Additionally, it will completely drain your savings, forcing you to borrow more if you run into additional unforeseen expenses like your hot water heater breaking, he added.
“Given that the rest of your assets are in retirement accounts, I think you need to retain some level of liquidity. And the monthly payments should be manageable,” he said.
That being said, a $100/month interest-only payment on $14,000 borrowed implies a rate in the 8 to 9% range.
“That’s not cheap debt,” he said. “HELOC rates are also variable, so they could rise.”
In your head, you should treat this like moderately high-interest debt, not something you want to casually carry forever but something that you can float temporarily, he said.
He also said he would avoid the interest-only payment option if you can swing it.
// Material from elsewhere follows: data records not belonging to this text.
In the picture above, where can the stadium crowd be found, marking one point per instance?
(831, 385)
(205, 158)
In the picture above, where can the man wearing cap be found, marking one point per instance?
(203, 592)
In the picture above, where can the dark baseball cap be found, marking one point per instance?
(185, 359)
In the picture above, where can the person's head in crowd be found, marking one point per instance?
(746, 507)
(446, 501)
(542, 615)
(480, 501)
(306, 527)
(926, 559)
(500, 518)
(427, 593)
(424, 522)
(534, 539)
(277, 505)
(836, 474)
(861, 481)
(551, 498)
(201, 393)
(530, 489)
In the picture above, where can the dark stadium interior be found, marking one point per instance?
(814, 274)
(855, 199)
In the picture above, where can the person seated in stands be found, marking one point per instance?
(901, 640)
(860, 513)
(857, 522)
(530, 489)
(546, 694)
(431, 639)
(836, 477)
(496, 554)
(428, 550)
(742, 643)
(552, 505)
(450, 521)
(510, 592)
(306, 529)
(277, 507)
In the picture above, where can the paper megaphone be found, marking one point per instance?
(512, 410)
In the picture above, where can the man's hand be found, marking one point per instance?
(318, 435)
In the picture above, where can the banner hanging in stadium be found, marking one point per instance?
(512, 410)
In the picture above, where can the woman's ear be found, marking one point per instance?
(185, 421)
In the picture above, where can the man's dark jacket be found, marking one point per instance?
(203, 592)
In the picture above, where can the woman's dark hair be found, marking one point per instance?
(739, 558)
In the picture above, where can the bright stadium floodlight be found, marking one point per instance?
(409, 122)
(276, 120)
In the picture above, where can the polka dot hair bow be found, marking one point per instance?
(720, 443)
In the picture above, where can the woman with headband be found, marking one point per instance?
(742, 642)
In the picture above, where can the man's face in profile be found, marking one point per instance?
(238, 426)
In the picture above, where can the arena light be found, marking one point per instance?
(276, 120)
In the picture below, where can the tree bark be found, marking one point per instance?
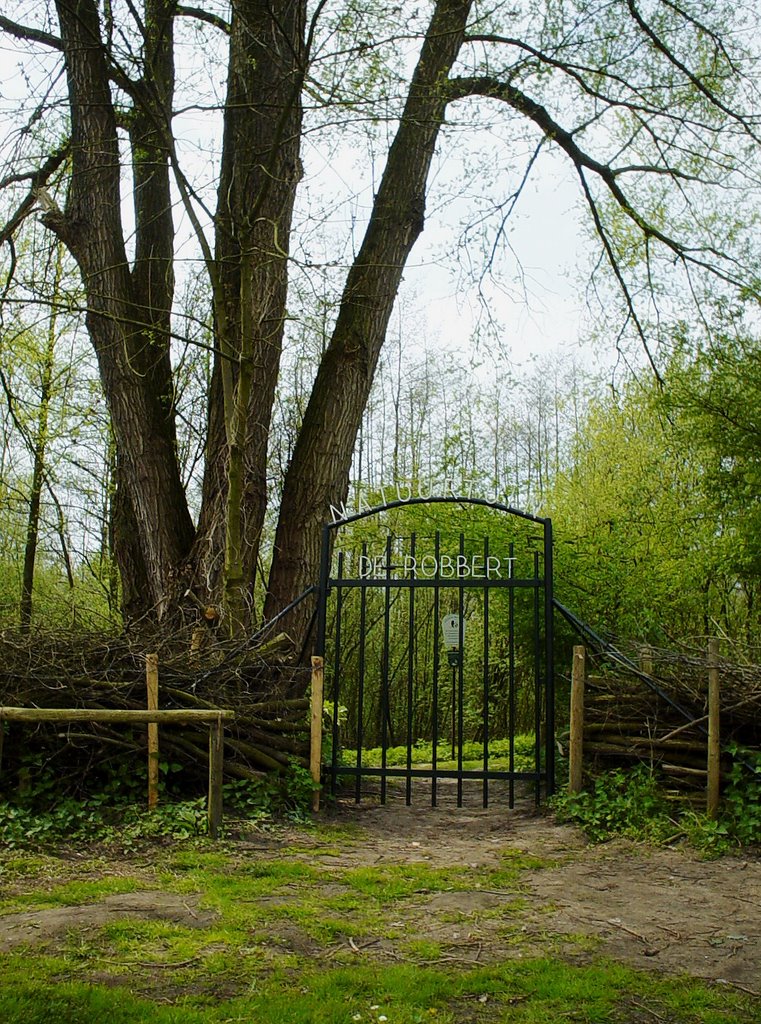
(128, 311)
(260, 171)
(318, 475)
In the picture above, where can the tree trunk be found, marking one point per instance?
(128, 313)
(259, 175)
(318, 475)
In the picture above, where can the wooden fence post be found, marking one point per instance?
(646, 660)
(152, 685)
(576, 742)
(216, 769)
(714, 731)
(315, 726)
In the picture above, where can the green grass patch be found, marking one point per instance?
(538, 991)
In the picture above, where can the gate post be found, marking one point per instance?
(576, 742)
(315, 726)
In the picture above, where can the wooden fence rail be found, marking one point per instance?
(214, 719)
(601, 737)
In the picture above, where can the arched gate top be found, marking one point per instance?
(341, 516)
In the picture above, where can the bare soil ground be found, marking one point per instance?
(658, 909)
(663, 909)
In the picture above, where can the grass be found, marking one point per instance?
(538, 991)
(297, 941)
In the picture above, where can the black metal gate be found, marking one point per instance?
(437, 647)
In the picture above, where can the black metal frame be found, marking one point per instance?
(543, 774)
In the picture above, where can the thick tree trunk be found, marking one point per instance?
(128, 314)
(259, 175)
(318, 475)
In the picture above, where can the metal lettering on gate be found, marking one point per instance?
(438, 654)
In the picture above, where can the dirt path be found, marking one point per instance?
(663, 909)
(657, 909)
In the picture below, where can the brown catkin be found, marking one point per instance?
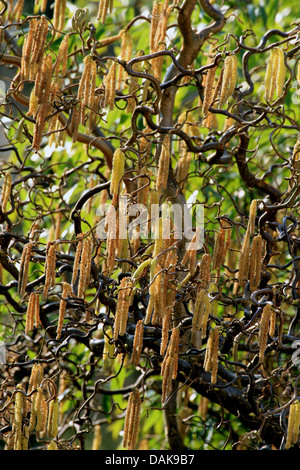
(211, 354)
(97, 437)
(103, 8)
(208, 90)
(163, 165)
(110, 86)
(41, 410)
(169, 364)
(118, 167)
(256, 253)
(24, 268)
(132, 419)
(77, 261)
(52, 423)
(137, 343)
(229, 79)
(66, 292)
(293, 425)
(50, 265)
(85, 266)
(122, 308)
(264, 327)
(61, 64)
(275, 74)
(32, 315)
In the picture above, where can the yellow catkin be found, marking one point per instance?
(137, 343)
(244, 260)
(66, 292)
(205, 271)
(211, 121)
(211, 354)
(122, 308)
(52, 446)
(24, 268)
(293, 425)
(264, 327)
(256, 254)
(52, 423)
(38, 46)
(6, 190)
(163, 165)
(110, 86)
(50, 265)
(125, 55)
(208, 90)
(118, 167)
(40, 408)
(229, 79)
(32, 315)
(61, 65)
(132, 419)
(97, 437)
(271, 74)
(85, 266)
(252, 217)
(59, 14)
(103, 8)
(169, 364)
(154, 25)
(77, 261)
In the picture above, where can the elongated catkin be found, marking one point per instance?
(229, 79)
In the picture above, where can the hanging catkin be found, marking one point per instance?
(211, 354)
(122, 308)
(208, 90)
(264, 326)
(293, 425)
(50, 265)
(132, 420)
(24, 268)
(163, 165)
(229, 79)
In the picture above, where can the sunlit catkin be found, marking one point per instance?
(122, 308)
(24, 268)
(264, 326)
(293, 425)
(85, 266)
(103, 8)
(208, 90)
(110, 86)
(41, 411)
(137, 343)
(275, 74)
(229, 79)
(32, 314)
(77, 257)
(97, 437)
(244, 260)
(163, 165)
(211, 354)
(6, 190)
(256, 255)
(169, 364)
(132, 420)
(118, 167)
(50, 265)
(52, 419)
(66, 292)
(61, 64)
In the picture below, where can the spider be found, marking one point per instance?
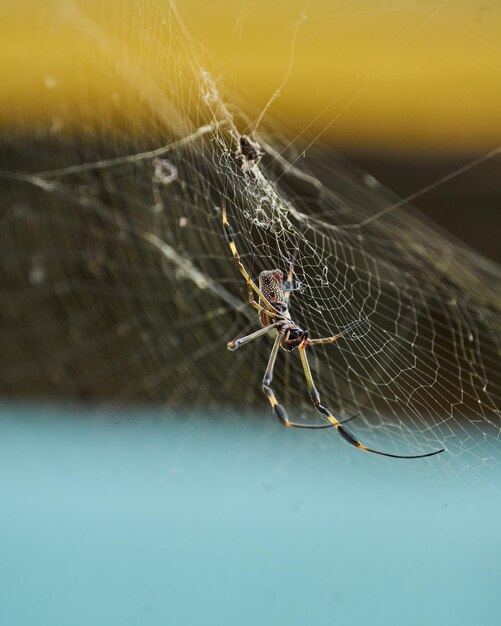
(273, 313)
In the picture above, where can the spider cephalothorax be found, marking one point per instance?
(273, 309)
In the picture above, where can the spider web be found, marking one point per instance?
(118, 284)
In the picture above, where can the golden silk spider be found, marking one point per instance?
(273, 313)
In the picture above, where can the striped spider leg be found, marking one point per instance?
(273, 313)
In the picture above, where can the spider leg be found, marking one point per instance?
(251, 285)
(237, 343)
(289, 283)
(344, 432)
(346, 331)
(279, 410)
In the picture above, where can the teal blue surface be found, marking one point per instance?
(161, 519)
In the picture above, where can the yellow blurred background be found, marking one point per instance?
(393, 76)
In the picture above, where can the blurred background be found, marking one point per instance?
(142, 477)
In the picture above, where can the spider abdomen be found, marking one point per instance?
(271, 286)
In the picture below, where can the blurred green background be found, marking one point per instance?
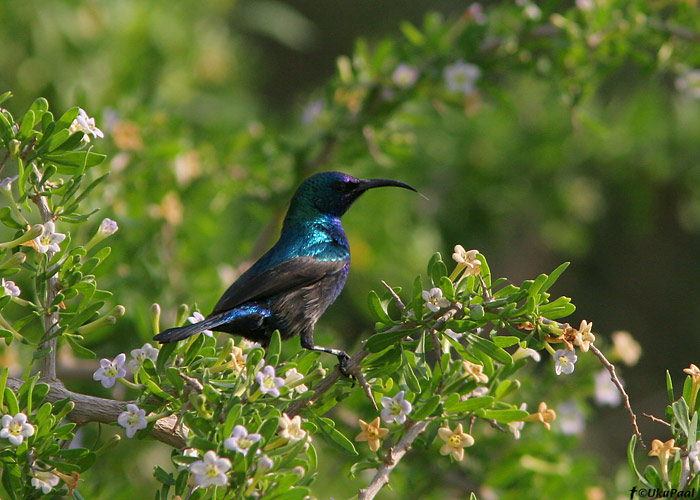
(203, 109)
“Interest only payments keep you stuck in a loop where you never actually pay down the debt, and you would be exposed to interest rate increases creating higher payments,” he said. “You are just treading water, whereas making principal+interest payments can actually help solve the problem.”
Instead of an all-or-nothing decision, one middle ground to consider would be to use maybe $2,000 to $3,000 of your emergency fund to pay down some of the debt now, and then make the monthly principal+interest payments, DeFelice said. You wouldn’t be draining your emergency fund to zero (keeping at least a $3,000 to $4,000 cushion), and you’d use the excess toward the HELOC balance up front. This will lower your total interest cost while still preserving liquidity, he said.
Regarding the refinance option, your thought to roll this into a mortgage later isn’t ideal, he said.
“You’d be turning a short-term tax obligation into long-term debt, and likely at similar or higher rates anyway,” DeFelice said. “The better mindset would be to treat this as a 1- to 3-year cleanup, not something to stretch out over 20 or 30 years.”
He made one more observation, nothing that you essentially used debt to cover a one-time tax obligation.
“That’s fine—but now your real goal should be to avoid repeating this cycle,” he said. “For 2026, I would consider adjusting withholding or making estimated tax payments so you’re not short again next April. Even making modest quarterly payments can prevent needing to borrow again.”